Friday, March 08, 2019

So What: Local News, Notes & Links

Here's StLJN's latest wrap-up of assorted links and short news items of local interest:

* Saxophonist Fred Walker, a longtime veteran of the local music scene, is facing some serious health issues, having spent time earlier this year in the hospital for a collapsed lung.

Since doctors have told Walker that he no longer can perform on the saxophone, friends have set up a page on GoFundMe to help raise money for his medical and living expenses. There also will be a benefit concert for Walker featuring local blues and jazz performers from 4:00 p.m. to 7:00 p.m. on Sunday, March 17 at BB's Jazz Blues and Soups.

* Steve Pick of KDHX and Euclid Records has teamed up with fellow St. Louis writer Amanda Doyle to author St. Louis Sound, a newly released "illustrated timeline" of local music history.

Publishers Reedy Press are promoting the book (pictured) with a series of five shows this month featuring local musicians grouped by genre at different venues. It gets underway Saturday, March 23 with a jazz concert at the Grandel Theatre featuring the Adam Maness Trio, trumpeter Danny Campbell, singer Anita Jackson, and singer/multi-instrumentalist Tonina, with subsequent evenings focused on rock, blues, hip-hop, and Americana.

* Speaking of Tonina, she recently was the subject of a feature story in Alive! magazine.

* Clarinetist and former St. Louisan Chloe Feoranzo was the subject of a Riverfront Times feature by Thomas Crone. Feoranzo, who's now based in New Orleans, will be back in St. Louis for a concert next Wednesday, March 13 at Focal Point.

* Saxophonist and educator Harvey Lockhart got a nice mention in the South Florida Times for bringing the Point of View Ensemble, made up of his students from Riverview Gardens High School, to the 22nd annual Melton Mustafa Jazz Festival in Miami, FL.

* Jazz St. Louis is now accepting applications from middle- and high school student musicians for the 2019-20 year of their JazzU program. The deadline to apply is Saturday, April 26.

* 50/Fifty Kitchen, the south side restaurant that also served up live jazz weekly from singer Joe Mancuso and others, has closed.

* In a week marking 60 years since Miles Davis started recording his most famous album, an article in The Independent takes a look at "Kind of Blue: The jazz album by Miles Davis that transformed music," while author and critic Ted Gioia has recorded a video asking, "How Important Really Is Miles Davis’s "Kind Of Blue"?"

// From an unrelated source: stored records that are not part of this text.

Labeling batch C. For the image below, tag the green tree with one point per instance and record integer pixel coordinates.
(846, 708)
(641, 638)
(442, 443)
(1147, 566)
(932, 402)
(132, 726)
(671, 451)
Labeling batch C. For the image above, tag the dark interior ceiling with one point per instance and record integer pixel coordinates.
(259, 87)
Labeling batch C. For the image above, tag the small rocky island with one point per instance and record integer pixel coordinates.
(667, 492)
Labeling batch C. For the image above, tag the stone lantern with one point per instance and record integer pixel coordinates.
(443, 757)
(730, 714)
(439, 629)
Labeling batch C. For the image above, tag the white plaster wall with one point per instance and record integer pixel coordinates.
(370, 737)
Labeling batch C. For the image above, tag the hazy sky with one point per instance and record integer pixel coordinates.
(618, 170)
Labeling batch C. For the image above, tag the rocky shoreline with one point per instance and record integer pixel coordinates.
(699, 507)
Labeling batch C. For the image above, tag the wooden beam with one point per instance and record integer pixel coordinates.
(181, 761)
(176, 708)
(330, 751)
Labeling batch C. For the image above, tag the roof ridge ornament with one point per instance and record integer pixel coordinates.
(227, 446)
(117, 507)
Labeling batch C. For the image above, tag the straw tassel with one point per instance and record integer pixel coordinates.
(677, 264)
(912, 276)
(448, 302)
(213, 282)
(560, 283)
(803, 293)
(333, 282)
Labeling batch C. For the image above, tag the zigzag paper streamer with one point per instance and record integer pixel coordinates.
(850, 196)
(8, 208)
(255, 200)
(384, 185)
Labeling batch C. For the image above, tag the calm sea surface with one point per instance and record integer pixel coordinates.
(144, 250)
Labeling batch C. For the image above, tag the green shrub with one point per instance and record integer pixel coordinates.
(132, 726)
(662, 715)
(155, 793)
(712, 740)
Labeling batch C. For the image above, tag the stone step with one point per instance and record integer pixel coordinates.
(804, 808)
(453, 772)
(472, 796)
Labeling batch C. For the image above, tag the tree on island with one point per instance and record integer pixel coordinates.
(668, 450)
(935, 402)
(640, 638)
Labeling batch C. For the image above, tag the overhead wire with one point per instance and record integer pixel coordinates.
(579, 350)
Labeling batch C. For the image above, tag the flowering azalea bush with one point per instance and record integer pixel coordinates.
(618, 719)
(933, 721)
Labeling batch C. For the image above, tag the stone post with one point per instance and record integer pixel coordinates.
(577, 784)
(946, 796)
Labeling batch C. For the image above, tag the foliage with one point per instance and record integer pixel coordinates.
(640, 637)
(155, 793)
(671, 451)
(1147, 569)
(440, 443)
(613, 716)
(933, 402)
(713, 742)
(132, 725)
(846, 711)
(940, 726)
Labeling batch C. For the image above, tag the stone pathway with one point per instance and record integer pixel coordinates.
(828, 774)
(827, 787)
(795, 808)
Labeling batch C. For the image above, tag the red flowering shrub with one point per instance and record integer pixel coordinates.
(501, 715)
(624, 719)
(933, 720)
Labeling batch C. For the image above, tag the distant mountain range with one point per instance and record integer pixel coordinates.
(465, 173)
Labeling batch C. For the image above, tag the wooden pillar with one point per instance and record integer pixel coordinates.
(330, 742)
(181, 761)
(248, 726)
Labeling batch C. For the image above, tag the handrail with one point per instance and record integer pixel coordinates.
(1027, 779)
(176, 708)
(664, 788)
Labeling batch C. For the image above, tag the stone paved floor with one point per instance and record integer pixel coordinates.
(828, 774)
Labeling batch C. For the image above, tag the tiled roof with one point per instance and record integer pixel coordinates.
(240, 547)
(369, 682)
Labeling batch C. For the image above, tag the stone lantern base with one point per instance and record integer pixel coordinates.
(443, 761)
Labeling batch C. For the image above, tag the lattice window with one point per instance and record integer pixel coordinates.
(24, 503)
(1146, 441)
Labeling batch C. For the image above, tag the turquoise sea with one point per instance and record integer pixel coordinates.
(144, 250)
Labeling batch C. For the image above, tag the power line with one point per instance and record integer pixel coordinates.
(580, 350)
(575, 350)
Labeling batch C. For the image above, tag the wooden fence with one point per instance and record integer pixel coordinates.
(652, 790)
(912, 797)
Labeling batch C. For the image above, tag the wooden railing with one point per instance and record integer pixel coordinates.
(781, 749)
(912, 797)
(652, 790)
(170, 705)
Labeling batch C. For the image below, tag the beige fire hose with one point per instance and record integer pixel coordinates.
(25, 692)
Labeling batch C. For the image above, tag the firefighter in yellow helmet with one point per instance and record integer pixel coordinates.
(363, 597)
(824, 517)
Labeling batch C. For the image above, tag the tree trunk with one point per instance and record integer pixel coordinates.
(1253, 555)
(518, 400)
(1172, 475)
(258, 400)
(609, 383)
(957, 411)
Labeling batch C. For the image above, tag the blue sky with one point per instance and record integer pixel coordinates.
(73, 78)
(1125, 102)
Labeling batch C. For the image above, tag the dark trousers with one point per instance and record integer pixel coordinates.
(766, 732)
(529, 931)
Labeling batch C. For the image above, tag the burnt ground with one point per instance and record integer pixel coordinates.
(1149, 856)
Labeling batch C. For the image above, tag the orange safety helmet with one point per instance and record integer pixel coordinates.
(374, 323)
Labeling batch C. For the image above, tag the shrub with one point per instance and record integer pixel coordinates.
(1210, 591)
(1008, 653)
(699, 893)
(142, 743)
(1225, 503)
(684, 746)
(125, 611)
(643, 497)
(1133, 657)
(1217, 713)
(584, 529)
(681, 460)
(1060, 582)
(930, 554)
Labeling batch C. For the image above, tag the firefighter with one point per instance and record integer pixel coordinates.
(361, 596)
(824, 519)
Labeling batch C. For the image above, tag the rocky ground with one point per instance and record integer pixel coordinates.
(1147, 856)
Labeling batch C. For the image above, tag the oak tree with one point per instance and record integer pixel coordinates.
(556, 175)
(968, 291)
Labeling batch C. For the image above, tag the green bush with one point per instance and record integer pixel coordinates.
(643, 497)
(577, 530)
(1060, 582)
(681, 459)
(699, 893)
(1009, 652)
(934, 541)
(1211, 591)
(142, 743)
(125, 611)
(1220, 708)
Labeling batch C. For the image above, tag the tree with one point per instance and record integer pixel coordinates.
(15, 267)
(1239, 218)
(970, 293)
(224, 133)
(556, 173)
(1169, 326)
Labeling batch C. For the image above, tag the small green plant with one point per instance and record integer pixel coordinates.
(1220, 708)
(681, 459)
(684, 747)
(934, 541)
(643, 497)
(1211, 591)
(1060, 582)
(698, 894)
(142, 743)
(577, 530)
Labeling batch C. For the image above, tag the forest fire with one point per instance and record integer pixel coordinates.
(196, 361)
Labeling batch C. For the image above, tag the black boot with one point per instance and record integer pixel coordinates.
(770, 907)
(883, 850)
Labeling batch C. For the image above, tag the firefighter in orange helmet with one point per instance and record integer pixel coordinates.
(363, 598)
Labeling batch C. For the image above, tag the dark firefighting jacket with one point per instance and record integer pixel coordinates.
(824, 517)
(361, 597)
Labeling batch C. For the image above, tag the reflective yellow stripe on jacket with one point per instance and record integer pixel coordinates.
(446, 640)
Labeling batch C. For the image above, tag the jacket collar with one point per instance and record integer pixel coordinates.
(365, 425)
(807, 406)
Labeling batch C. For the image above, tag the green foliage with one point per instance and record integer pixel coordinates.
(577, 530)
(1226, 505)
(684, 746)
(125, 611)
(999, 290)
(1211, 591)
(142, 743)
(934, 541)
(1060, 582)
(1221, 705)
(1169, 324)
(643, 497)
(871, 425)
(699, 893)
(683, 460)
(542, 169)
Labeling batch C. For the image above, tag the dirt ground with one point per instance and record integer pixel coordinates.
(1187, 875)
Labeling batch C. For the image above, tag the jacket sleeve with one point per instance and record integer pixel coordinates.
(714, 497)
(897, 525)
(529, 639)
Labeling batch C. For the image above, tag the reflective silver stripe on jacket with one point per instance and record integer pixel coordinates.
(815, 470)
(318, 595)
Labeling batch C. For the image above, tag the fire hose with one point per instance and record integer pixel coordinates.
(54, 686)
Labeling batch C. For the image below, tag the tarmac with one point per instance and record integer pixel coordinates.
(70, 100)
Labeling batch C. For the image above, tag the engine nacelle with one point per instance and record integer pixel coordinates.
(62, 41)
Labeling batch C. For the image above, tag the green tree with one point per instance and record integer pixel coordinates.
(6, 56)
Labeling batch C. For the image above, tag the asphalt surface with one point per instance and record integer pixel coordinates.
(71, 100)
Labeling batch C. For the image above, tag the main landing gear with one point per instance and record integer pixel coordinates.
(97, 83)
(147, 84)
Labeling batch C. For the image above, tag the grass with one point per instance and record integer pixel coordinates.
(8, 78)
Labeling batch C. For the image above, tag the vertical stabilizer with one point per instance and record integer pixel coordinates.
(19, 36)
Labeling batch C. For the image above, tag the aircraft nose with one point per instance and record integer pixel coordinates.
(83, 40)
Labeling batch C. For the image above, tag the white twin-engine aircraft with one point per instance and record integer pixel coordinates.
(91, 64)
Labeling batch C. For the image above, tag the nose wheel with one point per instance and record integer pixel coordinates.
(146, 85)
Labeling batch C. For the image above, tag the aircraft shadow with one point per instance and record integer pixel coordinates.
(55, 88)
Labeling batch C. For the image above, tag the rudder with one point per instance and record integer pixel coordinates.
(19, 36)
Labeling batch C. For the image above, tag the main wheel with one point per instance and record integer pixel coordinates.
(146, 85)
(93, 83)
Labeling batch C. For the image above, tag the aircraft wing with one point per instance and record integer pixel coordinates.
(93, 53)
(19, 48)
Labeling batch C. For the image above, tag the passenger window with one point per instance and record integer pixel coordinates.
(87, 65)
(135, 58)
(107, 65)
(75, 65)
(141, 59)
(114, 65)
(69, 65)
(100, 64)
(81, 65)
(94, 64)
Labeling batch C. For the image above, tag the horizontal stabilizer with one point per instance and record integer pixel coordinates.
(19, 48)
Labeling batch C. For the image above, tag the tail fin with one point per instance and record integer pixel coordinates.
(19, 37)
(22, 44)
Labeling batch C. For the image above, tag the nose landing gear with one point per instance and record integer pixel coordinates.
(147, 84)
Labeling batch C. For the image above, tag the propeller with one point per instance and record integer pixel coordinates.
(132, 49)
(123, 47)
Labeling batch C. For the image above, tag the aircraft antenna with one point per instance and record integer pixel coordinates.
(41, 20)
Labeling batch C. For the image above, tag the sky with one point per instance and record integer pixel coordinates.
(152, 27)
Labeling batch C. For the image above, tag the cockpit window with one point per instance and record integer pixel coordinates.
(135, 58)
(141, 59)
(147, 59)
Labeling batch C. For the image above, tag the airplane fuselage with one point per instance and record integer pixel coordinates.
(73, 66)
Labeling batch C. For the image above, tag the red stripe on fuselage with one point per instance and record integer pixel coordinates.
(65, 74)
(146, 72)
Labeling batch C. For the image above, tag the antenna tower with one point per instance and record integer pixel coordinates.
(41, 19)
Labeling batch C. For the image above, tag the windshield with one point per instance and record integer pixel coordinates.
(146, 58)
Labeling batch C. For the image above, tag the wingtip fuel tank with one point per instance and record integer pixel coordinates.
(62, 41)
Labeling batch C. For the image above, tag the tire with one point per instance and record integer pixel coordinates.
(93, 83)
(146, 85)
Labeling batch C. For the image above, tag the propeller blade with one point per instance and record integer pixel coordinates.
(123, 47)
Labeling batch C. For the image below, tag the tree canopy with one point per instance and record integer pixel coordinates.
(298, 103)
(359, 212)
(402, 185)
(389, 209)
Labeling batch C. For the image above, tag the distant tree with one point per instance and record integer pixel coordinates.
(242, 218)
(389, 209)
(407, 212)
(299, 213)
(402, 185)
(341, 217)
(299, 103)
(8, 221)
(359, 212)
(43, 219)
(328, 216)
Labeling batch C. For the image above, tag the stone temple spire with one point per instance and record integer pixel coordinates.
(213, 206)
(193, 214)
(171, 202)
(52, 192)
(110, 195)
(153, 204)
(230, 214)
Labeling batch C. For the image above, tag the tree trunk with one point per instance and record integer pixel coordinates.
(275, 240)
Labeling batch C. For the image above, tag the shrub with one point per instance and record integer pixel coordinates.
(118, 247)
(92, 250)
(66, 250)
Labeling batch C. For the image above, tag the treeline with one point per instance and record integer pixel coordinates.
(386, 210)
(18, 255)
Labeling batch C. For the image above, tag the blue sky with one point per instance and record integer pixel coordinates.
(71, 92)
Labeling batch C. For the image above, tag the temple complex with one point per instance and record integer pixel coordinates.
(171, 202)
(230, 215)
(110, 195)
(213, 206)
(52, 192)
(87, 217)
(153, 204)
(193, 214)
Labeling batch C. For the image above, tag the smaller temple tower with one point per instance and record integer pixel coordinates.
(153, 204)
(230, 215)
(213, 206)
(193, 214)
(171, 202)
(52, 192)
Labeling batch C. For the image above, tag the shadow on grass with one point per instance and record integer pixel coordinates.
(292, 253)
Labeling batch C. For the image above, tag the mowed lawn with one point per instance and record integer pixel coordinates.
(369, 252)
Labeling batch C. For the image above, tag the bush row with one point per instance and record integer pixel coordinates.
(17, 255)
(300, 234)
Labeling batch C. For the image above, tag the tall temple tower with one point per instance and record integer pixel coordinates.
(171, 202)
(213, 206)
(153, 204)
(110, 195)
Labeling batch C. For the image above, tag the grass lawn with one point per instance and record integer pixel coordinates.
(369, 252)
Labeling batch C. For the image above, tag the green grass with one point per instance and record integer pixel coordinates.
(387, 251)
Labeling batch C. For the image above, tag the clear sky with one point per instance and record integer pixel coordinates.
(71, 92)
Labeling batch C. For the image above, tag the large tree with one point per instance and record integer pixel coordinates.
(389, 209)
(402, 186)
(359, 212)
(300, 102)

* Also on the Miles Davis beat: A remastered 180-gram vinyl LP reisssue of his 1957 album 'Round About Midnight is included among the just-announced list of special releases for this year's Record Store Day on Saturday, April 20; the trumpeter's mid-1950s recordings for the Blue Note label are the subject of an article just published on UDiscoverMusic.com; and representatives of the Davis estate will be at the SXSW conference in Austin, TX later this month, promoting various projects via the Miles Davis House.